Pleating a new style



THE BELTED SARI The first time this sari caught my eye was in 1993, which is when I started wearing a sari. I still remember Suneet Varma's Madame De Pompadour collection and Madhu Sapre wearing an off-white sari, with a large thread embroidered belt on the waist. It is a style that both Suneet and Tarun Tahiliani show again and again. Tahiliani is the first person I remember using the word concept saris, which he describes as "silhouettes based on the concept of a sari but more structured form. " The belted sari pre-dated the concept sari and could be called its elder sister. This season Tahiliani has a range of elegant belted saris, be it a black pre-draped sari with a corset belt available on www. perniaspopupshop. com or a fully embroidered diaphanous gold sari teamed with a thin gold and Swarovski belt from his recent bridal collection - this sari has a Grecian feel, and gives it a sensual shape. The only sari to be a part of London's Victoria and Albert Museum's permanent collection is Abraham and Thakore belted charcoal and silver "rickshaw" sari from their Autumn Winter 2010 collection. For me the belted sari is now a classic. A Tarun Tahiliani silk georgette drape sari

It is that time of year when you feel like dressing up. And this year, more than most, I am having a sari moment. The sari has never had it so good, with nearly every designer working on some variation of it;most of which are as easy to step into as a dress. Purists, I know, will be appalled with these alterations to the six yards of unstitched fabric but to me these innovations should be celebrated. For a silhouette to stay alive - be it the dress, the skirt or the sari - change is necessary.

Young Bollywood, Indian designers and even international fashion houses (at the recent New York Fashion Week both Marchesa and Vera Wang had sariesque drapes) have fallen in love with this addictive style.

Designer Sabyasachi says that nearly half of his turnover comes from the sari. "For an Indian designer, a sari is like investing in gold. If you are ignoring it, you need to re-look at your business plans, " says the businesssavvy designer. And it seems more and more designers are now realising that.

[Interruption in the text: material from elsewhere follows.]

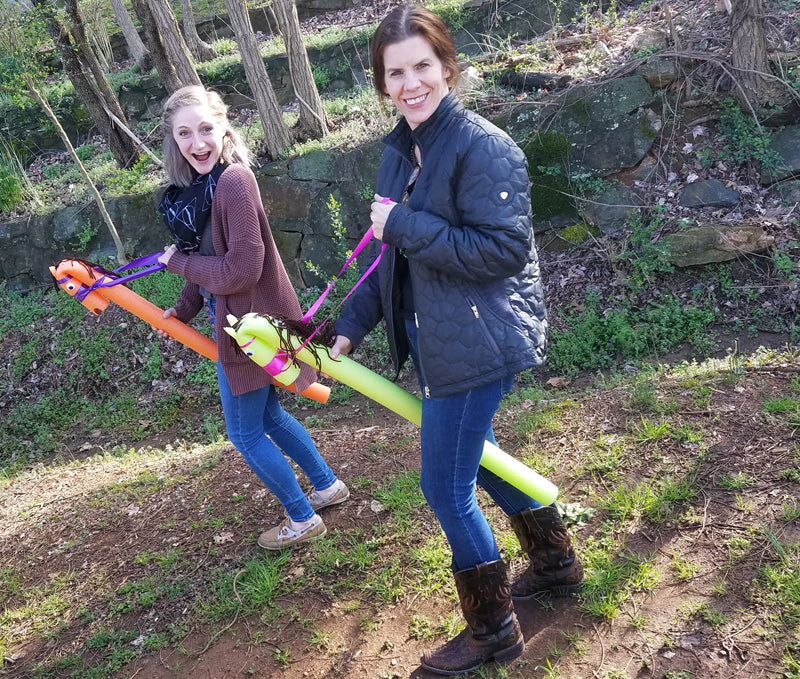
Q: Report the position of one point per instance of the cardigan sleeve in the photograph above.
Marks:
(236, 207)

Amit Aggarwal and Rajesh Pratap Singh are now also coming out with a range of what we now call 'concept saris'. Aggarwal's saris will debut at the next Wills India Fashion Week, and are already available at Ensemble. "I have debated this move for a while, as my silhouette, techniques and sensibility have always been more western. Runways in Paris show jackets, dresses, as that is what a Parisian woman's wardobe consists of. For an Indian woman, the sari is a staple. "

This realisation prompted Aggarwal's move towards this powerful drape but it had to be relevant to his buyer. "I wanted to inject a feel of ready-to-wear in my saris. Most of the women I speak to love the idea of the sari but the process of draping seems too tedious and time consuming. " Like most other designers, he believes that innovations that make the sari more approachable are what will keep it alive.
I could not agree more, as thanks to all these modern avatars of the sari, there is a whole list of saris on my wish list.